Trustworthy AI

Figure 1. Different aspects of trustworthy ML.

While machine learning (ML) has shown remarkable success in many applications such as content recommendation on social media platforms, medical image diagnosis, and autonomous driving, there is a growing concern regarding the potential safety hazards coming with ML. As exemplified in Figure 1, people are interested in multi-facets evaulation of machine learning models besides accuracy.

My current research focuses on three main aspects: data privacy, model privacy, and model fairness.


Data and Model Privacy

Figure 2. Illustration of the machine learning life cycle and potential attacks.

The privacy threat is inconspicuous but widely exists in our daily lives. We risk privacy leakage for every step in the machine learning life cycle, such as collection, storage, release, and analysis, as illustrated in Figure 2. Our goal is to develop privacy-preserving methods with built-in privacy guarantees, especially for the collected data and built models.

Data privacy pertains to the protection of sensitive information collected to build ML models. We have proposed a novel approach called Subset Privacy for protecting categorical data and developed an open-sourced software implementation. We have demonstrated its usage in multiple learning tasks and shown its potential to be useful in a wide range of fields beyond statistics due to its unique user-friendly implementation.

In addition to data privacy, the reliability and security of the ML models built from the collected data are of paramount concern, which we refer to as model privacy. We have formulated the Model Privacy framework that can be applied to analyze multiple model attacks including stealing and backdoor attacks.

Model Fairness

Figure 3. Fairness in Machine Learning.

The fairness of the ML model has attracted significant attention nowadays, especially in areas such as criminal justice and banking. It is well-known that ML models may inadvertently be unfair. For example, the COMPAS algorithm, which assigns recidivism risk scores to defendants based on their criminal history and demographic attributes, was found to have a significantly higher false positive rate for black defendants than white defendants, thereby violating the principle of equity on the basis of race.

Our goal is to build a model that makes equitable decisions for different groups in the population. We have identified the conditions under which a broad class of distributed ML algorithms can produce fair models. Additionally, we have proposed a new algorithm, named FedGFT, that directly optimizes model fairness with theoretical guarantees.

Other Safety Aspects

Explainability: We studied the effect of the LASSO regularization on variable selection in terms of neural networks. Our understanding indicates that neural networks can consistently select significant variable while achieving satisfactory accuracy.

Model compression: An emerging demand of machine learning models is to reduce the model size while retaining a comparable prediction performance to address limitations in computation and memory. We investigated a fundamental problem in model pruning: quantifying how much one can prune a model with theoretically guaranteed accuracy degradation. Insipred by the developed theory, we proposed a data-driven, adaptive pruning algorithm.

Recent Work on Certifiable Evaluation of LLMs

As foundation models continue to scale, the size of trained models grows exponentially, presenting significant challenges for their evaluation. Current evaluation practices involve curating increasingly large datasets to assess the performance of large language models (LLMs).
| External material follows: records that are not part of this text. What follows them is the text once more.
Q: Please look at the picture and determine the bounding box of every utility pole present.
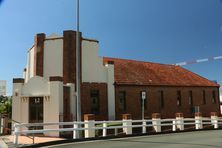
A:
[76,0,81,121]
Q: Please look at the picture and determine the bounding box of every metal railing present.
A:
[13,117,222,145]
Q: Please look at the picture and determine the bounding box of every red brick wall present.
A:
[81,83,108,120]
[63,31,76,83]
[115,86,220,119]
[34,33,45,76]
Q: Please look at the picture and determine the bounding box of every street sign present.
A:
[142,91,146,100]
[0,80,6,96]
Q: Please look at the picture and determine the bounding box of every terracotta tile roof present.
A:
[103,57,219,87]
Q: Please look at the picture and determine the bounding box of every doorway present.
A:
[29,97,43,123]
However, there is a lack of systematic analysis and guidance on determining the sufficiency of test data or selecting informative samples for evaluation.

The current evaluation approach, which we call the static evaluation process, is simply reporting the average score over the entire test dataset. However, this static evaluation approach does not quantify or guarantee the reliability of the result and is not sample efficient. In response, we propose a certifiable online evaluation process, named Cer-Eval, that sequentially refines evaluation results until a user-defined estimation error and confidence level is reached.